Sunday thoughts for 22nd July 2018
Had Jesus lived in the Twenty-First Century and not the First Century, would it have been possible for him to have done things the way he did? A Twenty First Century Jesus would be surrounded by staff: a personal assistant, an office manager, a public relations officer, researchers, consultants, and a string of others. Should that seem implausible, look at the number of staff now required for a bishop in the Church of England. The Jesus we meet in the Gospel reading would disappear behind a professional bureaucracy.

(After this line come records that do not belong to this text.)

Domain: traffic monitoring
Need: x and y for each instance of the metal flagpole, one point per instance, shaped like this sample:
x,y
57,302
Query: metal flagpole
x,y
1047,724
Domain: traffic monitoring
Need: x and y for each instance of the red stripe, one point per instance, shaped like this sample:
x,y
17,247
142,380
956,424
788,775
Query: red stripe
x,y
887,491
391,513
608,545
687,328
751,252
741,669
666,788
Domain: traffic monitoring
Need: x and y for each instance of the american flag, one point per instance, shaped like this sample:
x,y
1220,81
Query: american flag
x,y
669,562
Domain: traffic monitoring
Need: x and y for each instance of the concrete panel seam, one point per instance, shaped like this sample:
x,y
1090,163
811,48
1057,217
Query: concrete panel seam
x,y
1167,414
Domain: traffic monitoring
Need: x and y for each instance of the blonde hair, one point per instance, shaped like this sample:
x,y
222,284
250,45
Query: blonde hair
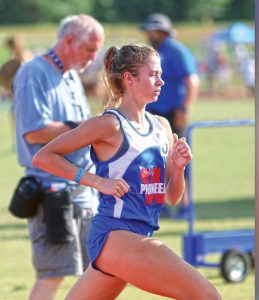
x,y
128,58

Saint Mark tells us in Chapter 6 Verse 31 that “many were coming and going”. Far from retreating into an office, Jesus has engaged with people to the point of not having the opportunity to sit down for a meal. Jesus tries to escape from the crowd, for a while at least, taking his disciples with him, “they went away in the boat to a deserted place by themselves”, says Verse 32. Their efforts at finding quietness are unsuccessful, the crowds realize that the boat contains Jesus and his friends and they rush around the shore of the lake and arrive at the landing place before the boat has reached it.

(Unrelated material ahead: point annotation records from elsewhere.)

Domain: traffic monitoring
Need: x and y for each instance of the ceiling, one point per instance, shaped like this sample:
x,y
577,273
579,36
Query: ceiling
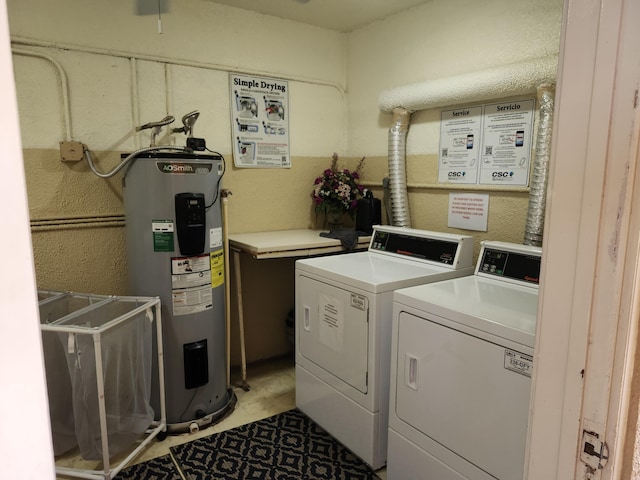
x,y
339,15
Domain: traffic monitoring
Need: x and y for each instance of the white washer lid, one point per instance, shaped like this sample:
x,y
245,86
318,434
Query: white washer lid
x,y
376,273
499,308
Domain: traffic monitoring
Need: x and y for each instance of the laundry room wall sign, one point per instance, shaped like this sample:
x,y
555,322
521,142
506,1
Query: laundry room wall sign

What was going through the minds of the people who followed Jesus? Some were probably just curious, some may have been religious people hoping to hear words of wisdom, many were probably desperate people hoping that Jesus would give them help they could find nowhere else. There was no common purpose, no common direction, no aim that united them, Verse 34 says that “they were like sheep without a shepherd.” Follow discussions on social media, and people haven’t changed in twenty centuries, they will still go with simplistic explanations and unthinking prejudice.

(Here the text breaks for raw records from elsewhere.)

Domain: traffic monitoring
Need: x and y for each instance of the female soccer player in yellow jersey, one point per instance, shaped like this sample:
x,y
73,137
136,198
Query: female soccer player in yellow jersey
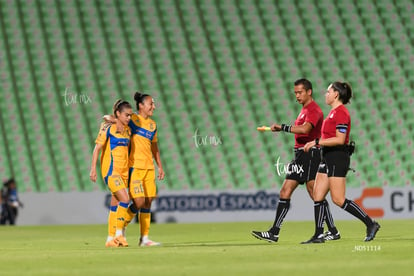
x,y
114,140
144,150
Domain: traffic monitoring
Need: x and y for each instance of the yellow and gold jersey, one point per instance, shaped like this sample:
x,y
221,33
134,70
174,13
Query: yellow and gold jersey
x,y
114,157
144,132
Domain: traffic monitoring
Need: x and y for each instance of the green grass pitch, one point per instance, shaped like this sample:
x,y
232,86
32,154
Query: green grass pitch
x,y
207,249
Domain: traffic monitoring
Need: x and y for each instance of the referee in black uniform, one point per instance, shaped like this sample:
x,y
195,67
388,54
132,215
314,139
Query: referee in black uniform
x,y
303,168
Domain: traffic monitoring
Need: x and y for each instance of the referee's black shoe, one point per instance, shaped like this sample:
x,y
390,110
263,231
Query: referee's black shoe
x,y
372,231
266,236
315,239
328,236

The people come seeking Jesus, they come for all sorts of reasons, they come unsure of what to expect. Verse 34 tells us that, “As he went ashore, he saw a great crowd; and he had compassion for them . . . and he began to teach them many things.” The people come to Jesus and Jesus responds, Jesus had “compassion” on them says Saint Mark. It is a very different reaction to churches in our own times who will put themselves first to the extent of covering up cases of child abuse. The word Mark uses literally means he had a feeling in his guts for them. Gut feeling is something that cannot be avoided, it is how we feel instinctively, and Jesus instinctively cares for those who have gathered. Among them there were probably many difficult people, many people whom others would have avoided, but Jesus turns no-one away.
Jesus responds to everyone, no matter how disagreeable they may be, with compassion. When we look at reactions to those on the margins now, how different are they? Most people would want nothing to do with most of the people Jesus accepts.
Jesus and his friends cross the lake in a vain attempt at escape and the crowds are standing and waiting for them. Verses 54-55 catch a sense of the urgency felt by those people. “When they got out of the boat, people at once recognized him, and rushed about that whole region and began to bring the sick on mats to wherever they heard he was.” Jesus offered them something different from religion, to the point that they set everything else aside.
The presence of Jesus changed people’s lives, it brought many sorts of healing into the lives of those who heard it. Verse 56 say, “And wherever he went, into villages or cities or farms, they laid the sick in the market-places, and begged him that they might touch even the fringe of his cloak; and all who touched it were healed.” The people come to Jesus and he responded. Healing was about being made whole, it might mean being healed of some physical ailment, it might mean being healed in mind or in spirit.
Compare this itinerant preacher standing on the lakeshore with the vast bureaucratic organisation that is the church and they seem very different. Would lives have been changed by strange words, strange dress and strange behaviour? Would people have run around the lake to meet someone from an office?